I recently returned from a short-term mission trip to Senegal, Africa, where our church has had a partnership with a mission agency and a local village pastor for about five years. It was the twelfth short-term trip that I’ve participated in. Each has impacted me in different ways and they have collectively shaped me. I am significantly indebted to short-term missions.
While there are all sorts of ways that short-term mission trip experiences can be tainted, whether by our own motivations, or by our expectations, or even by the planning of the trip itself, there is still an important place for these trips and good reasons to go on one.
Here are some good reasons to go on a short-term mission trip:
I can’t wait to see what God is doing
There is not a square inch on this world that is not God’s and not a square inch where he is not advancing his mission. One of the profound blessings of a mission trip is witnessing God’s work in a different context. One way I was powerfully impacted in our recent trip to Senegal was the incredible unity among the village pastors in central Senegal. In a 95% majority Muslim country, these men had a beautiful gospel partnership that was humbling to witness. I returned home having glimpsed the unity God was bringing among Senegalese pastors and invigorated to commit to helping foster such relationships in my own community.

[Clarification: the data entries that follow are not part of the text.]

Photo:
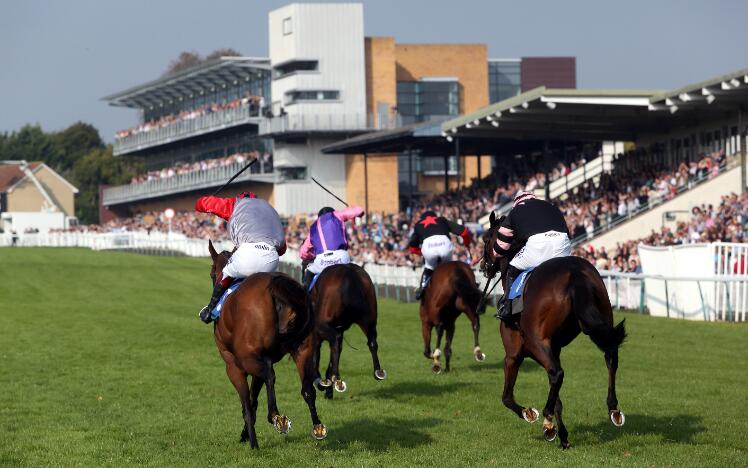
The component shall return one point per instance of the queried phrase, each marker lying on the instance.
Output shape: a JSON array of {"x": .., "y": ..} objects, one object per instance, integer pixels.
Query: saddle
[
  {"x": 216, "y": 312},
  {"x": 516, "y": 291}
]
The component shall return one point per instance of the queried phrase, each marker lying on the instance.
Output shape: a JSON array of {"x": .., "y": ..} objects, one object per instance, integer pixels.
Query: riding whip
[
  {"x": 326, "y": 190},
  {"x": 234, "y": 177}
]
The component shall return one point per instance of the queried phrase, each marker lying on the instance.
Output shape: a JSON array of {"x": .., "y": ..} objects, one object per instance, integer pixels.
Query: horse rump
[
  {"x": 293, "y": 309},
  {"x": 464, "y": 282},
  {"x": 590, "y": 304}
]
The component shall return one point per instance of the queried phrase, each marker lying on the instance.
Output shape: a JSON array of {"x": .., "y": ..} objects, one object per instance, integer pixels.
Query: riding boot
[
  {"x": 307, "y": 280},
  {"x": 425, "y": 277},
  {"x": 504, "y": 307},
  {"x": 218, "y": 290}
]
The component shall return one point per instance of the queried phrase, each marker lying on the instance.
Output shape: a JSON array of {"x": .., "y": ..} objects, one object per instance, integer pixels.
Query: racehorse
[
  {"x": 451, "y": 291},
  {"x": 267, "y": 317},
  {"x": 562, "y": 297},
  {"x": 344, "y": 295}
]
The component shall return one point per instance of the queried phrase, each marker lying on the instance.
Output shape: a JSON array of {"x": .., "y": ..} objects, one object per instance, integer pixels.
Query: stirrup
[{"x": 205, "y": 315}]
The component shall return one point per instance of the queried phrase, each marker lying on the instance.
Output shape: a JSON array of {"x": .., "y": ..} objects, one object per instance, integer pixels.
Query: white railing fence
[
  {"x": 247, "y": 113},
  {"x": 185, "y": 182},
  {"x": 721, "y": 296}
]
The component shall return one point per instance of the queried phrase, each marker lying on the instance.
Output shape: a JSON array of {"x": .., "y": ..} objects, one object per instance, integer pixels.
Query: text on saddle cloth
[
  {"x": 518, "y": 285},
  {"x": 216, "y": 312}
]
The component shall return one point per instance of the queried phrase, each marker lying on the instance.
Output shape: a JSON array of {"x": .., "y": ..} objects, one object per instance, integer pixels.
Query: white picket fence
[{"x": 719, "y": 294}]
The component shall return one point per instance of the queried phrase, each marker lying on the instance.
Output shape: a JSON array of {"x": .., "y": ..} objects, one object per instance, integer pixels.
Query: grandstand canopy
[
  {"x": 725, "y": 92},
  {"x": 208, "y": 75}
]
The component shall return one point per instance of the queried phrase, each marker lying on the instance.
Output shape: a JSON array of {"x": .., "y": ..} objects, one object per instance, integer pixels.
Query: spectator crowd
[
  {"x": 206, "y": 164},
  {"x": 255, "y": 102},
  {"x": 383, "y": 238}
]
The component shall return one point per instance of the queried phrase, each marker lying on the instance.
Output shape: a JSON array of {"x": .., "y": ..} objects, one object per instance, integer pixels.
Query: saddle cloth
[
  {"x": 216, "y": 312},
  {"x": 518, "y": 285}
]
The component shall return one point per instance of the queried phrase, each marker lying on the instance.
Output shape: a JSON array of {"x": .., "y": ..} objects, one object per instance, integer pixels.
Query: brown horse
[
  {"x": 344, "y": 295},
  {"x": 452, "y": 291},
  {"x": 267, "y": 317},
  {"x": 563, "y": 297}
]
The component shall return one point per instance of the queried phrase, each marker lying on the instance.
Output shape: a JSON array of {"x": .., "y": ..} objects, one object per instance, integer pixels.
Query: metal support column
[
  {"x": 741, "y": 136},
  {"x": 366, "y": 185},
  {"x": 546, "y": 163}
]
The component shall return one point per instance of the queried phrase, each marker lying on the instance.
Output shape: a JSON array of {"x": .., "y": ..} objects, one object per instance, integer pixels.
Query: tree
[
  {"x": 184, "y": 61},
  {"x": 99, "y": 167},
  {"x": 72, "y": 144}
]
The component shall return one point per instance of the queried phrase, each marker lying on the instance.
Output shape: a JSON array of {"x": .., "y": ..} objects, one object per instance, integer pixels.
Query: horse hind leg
[
  {"x": 448, "y": 345},
  {"x": 370, "y": 331},
  {"x": 306, "y": 364},
  {"x": 616, "y": 416},
  {"x": 238, "y": 378},
  {"x": 436, "y": 366},
  {"x": 550, "y": 361},
  {"x": 475, "y": 324},
  {"x": 563, "y": 434},
  {"x": 279, "y": 421}
]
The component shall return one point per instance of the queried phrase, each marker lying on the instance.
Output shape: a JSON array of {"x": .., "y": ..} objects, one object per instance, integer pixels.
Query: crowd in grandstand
[
  {"x": 632, "y": 189},
  {"x": 206, "y": 164},
  {"x": 166, "y": 120},
  {"x": 727, "y": 222},
  {"x": 383, "y": 238}
]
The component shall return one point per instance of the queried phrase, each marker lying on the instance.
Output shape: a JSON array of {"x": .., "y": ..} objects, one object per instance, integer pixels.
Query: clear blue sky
[{"x": 57, "y": 59}]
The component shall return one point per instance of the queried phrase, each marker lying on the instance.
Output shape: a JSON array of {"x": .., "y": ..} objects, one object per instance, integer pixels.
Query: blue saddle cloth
[
  {"x": 216, "y": 312},
  {"x": 519, "y": 283}
]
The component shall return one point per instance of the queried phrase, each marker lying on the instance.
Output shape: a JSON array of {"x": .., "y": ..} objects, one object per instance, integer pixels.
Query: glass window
[
  {"x": 419, "y": 101},
  {"x": 312, "y": 95},
  {"x": 504, "y": 79},
  {"x": 288, "y": 68}
]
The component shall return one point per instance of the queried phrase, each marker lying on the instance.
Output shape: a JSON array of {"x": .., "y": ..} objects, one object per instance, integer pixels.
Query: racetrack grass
[{"x": 104, "y": 362}]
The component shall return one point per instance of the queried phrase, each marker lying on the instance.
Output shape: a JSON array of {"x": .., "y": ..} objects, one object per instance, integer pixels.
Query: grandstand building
[{"x": 322, "y": 82}]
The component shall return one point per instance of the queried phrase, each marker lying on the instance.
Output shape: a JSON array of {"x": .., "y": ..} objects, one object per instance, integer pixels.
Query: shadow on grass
[
  {"x": 679, "y": 429},
  {"x": 420, "y": 388},
  {"x": 382, "y": 434}
]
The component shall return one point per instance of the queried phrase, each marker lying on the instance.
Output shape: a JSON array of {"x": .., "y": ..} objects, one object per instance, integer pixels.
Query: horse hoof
[
  {"x": 281, "y": 423},
  {"x": 617, "y": 418},
  {"x": 530, "y": 414},
  {"x": 340, "y": 386},
  {"x": 550, "y": 433},
  {"x": 319, "y": 431},
  {"x": 323, "y": 383}
]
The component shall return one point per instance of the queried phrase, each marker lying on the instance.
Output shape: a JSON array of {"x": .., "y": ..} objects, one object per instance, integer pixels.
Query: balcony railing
[
  {"x": 262, "y": 171},
  {"x": 328, "y": 123},
  {"x": 247, "y": 113}
]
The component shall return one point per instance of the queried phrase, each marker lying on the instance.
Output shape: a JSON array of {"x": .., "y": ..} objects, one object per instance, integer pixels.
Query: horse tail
[
  {"x": 466, "y": 288},
  {"x": 292, "y": 306},
  {"x": 590, "y": 304}
]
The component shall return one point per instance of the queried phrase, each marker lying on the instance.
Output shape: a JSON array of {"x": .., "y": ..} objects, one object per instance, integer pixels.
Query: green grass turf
[{"x": 104, "y": 362}]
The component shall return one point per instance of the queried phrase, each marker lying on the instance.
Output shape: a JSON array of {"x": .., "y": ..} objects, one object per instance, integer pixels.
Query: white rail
[
  {"x": 245, "y": 114},
  {"x": 722, "y": 296},
  {"x": 262, "y": 171}
]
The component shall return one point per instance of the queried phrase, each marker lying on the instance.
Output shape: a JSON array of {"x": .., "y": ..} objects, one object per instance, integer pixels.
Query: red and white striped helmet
[{"x": 522, "y": 196}]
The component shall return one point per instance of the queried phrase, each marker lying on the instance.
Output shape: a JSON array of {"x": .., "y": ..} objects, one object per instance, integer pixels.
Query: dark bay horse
[
  {"x": 342, "y": 296},
  {"x": 268, "y": 317},
  {"x": 563, "y": 297},
  {"x": 452, "y": 291}
]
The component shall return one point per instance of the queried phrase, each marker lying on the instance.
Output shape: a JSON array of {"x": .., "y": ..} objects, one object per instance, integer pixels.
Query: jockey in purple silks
[{"x": 327, "y": 243}]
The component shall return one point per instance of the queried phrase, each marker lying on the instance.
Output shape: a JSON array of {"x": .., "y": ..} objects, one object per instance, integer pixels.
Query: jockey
[
  {"x": 256, "y": 230},
  {"x": 326, "y": 243},
  {"x": 430, "y": 238},
  {"x": 537, "y": 231}
]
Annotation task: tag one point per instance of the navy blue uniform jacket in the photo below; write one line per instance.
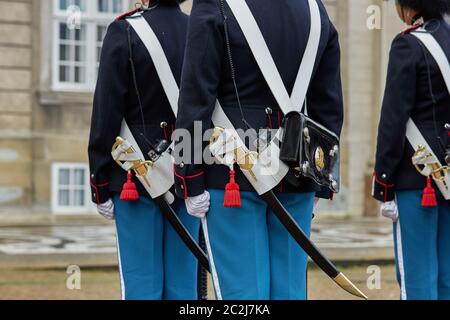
(285, 25)
(407, 96)
(116, 98)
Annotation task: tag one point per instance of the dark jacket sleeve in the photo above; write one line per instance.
(108, 110)
(325, 102)
(399, 101)
(198, 93)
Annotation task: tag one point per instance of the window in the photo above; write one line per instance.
(70, 188)
(79, 29)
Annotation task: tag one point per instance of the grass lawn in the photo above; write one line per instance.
(105, 284)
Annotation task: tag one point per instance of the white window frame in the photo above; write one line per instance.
(91, 18)
(88, 206)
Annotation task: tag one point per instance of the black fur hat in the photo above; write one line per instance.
(428, 8)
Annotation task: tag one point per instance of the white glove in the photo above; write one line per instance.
(389, 210)
(198, 206)
(107, 209)
(316, 203)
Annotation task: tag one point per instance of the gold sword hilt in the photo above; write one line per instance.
(244, 158)
(438, 172)
(140, 167)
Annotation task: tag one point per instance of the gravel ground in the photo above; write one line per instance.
(97, 284)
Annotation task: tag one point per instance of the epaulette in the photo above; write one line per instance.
(126, 14)
(410, 29)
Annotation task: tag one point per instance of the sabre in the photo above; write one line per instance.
(141, 167)
(286, 219)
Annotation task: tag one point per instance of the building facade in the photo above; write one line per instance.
(49, 52)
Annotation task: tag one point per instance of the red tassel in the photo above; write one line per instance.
(429, 195)
(232, 198)
(129, 190)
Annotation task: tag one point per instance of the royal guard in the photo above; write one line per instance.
(154, 262)
(255, 257)
(413, 154)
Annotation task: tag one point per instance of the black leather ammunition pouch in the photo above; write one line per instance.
(310, 150)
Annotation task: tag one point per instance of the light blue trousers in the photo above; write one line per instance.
(154, 263)
(255, 257)
(422, 246)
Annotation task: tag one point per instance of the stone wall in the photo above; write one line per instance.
(39, 126)
(16, 101)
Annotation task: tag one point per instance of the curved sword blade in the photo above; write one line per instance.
(308, 246)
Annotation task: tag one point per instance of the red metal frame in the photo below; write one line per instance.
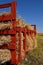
(12, 46)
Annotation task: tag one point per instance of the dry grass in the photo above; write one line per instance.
(35, 57)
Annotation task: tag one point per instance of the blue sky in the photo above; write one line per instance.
(30, 10)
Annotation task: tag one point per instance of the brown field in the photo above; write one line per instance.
(35, 57)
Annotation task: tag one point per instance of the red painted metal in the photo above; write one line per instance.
(12, 45)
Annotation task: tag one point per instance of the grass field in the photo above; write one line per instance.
(35, 57)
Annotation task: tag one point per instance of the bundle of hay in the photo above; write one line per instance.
(21, 23)
(5, 55)
(5, 39)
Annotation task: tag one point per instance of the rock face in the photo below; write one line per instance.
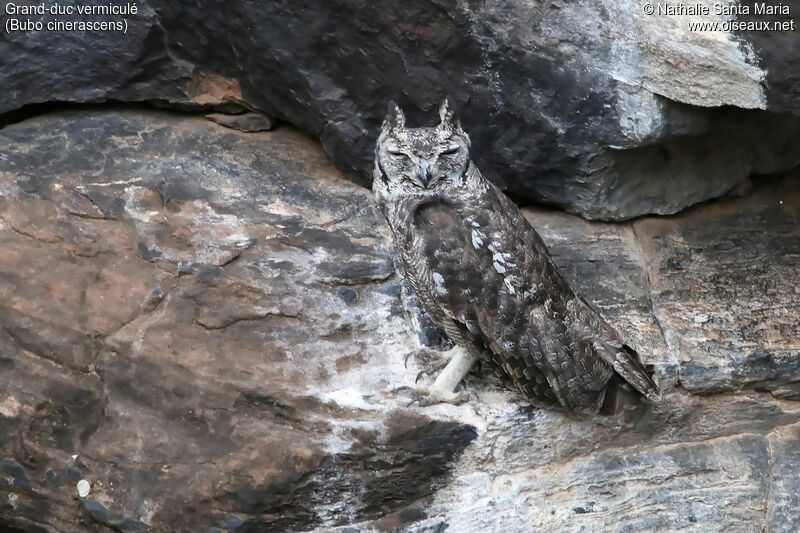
(594, 106)
(205, 325)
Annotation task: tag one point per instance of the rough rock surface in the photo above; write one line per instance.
(594, 106)
(205, 325)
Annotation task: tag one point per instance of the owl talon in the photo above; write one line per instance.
(432, 368)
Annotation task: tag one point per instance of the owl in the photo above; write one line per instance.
(485, 276)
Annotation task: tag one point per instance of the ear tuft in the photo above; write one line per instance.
(395, 119)
(446, 115)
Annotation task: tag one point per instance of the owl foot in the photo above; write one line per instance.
(444, 389)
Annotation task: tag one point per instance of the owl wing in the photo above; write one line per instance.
(485, 276)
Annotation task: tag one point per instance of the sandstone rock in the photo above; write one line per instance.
(206, 326)
(597, 107)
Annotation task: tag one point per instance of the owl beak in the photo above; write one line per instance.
(424, 174)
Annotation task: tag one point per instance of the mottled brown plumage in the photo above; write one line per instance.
(484, 275)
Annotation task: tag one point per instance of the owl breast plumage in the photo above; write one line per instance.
(485, 276)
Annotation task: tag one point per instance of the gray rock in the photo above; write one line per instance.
(627, 115)
(211, 333)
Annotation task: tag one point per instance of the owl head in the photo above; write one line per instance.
(420, 161)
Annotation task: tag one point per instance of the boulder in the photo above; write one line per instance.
(601, 108)
(205, 326)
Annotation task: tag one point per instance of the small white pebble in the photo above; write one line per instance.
(83, 488)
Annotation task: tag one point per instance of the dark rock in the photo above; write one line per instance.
(247, 122)
(629, 115)
(240, 374)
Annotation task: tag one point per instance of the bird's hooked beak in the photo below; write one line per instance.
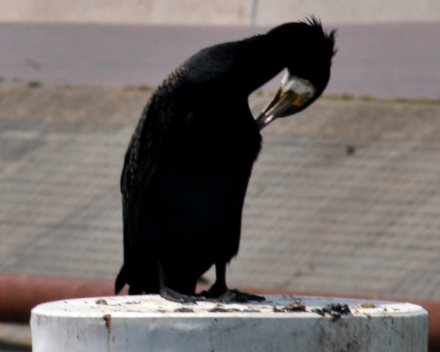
(290, 98)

I want to create new relationships
I didn’t know a single Senegalese person before our trip, and there are now a dozen or more Senegalese saints who I am blessed to call friend. Each friend brings with them a story. One shared how God called him to the gospel while he was being trained to be a Muslim teacher (a marabout). He shared of the physical beating and rejection he suffered at the hands of his family after his conversion. I shared meals with pastors who ministered in villages for years before seeing even a single person come to Christ. I heard their stories about how that first conversion led to slow and steady multiplication as God built up his church in their villages. Just as with any friend, I was challenged and encouraged by these saints. When you go on a trip ready to engage and lean into new relationships, you are following Jesus’s way and you and they will be blessed.
I just want to help
“Wait a second!” you might say, didn’t you tell us that we weren’t supposed to go on a mission trip to accomplish something specific? Yes, I did. But that doesn’t mean that God won’t accomplish something through you, or that you shouldn’t have a project. And most important is having a spirit that desires to help in whatever way that God might have for you. The most important help you can offer might be praying with people. Or it might be playing soccer with kids. In the small village of Mbadate, Senegal, where we have a partnership, one of the most important ways we help Pastor Diaga, is merely being a public presence, greeting the Chief and the Mayor and making formal speeches of blessing on them, their homes, and their village. Such a presence elevates Pastor Diaga’s standing in the village, a significant thing for the ministry of the gospel in the small rural village.
I want a glimpse of heaven
During the nearly four hour worship service in Mbadate, we experienced incredible worship led by four djembe players, a guitarist, and a powerful choir who sang syncopated arrangements in the local language, Serer. It was a glimpse of worship in heaven I had never experienced before and I might not experience again until we are united together before the throne of the Lamb of God. Go on a mission trip to have your understanding of the global church expanded, and your limited understanding of worship and the beauty of the nations joined together exploded.
Go on a short-term mission trip! Examine your reasons, align your heart with Christ’s heart, but then go! By his grace, God will shape your understanding of who he is and what he’s doing in powerful new ways.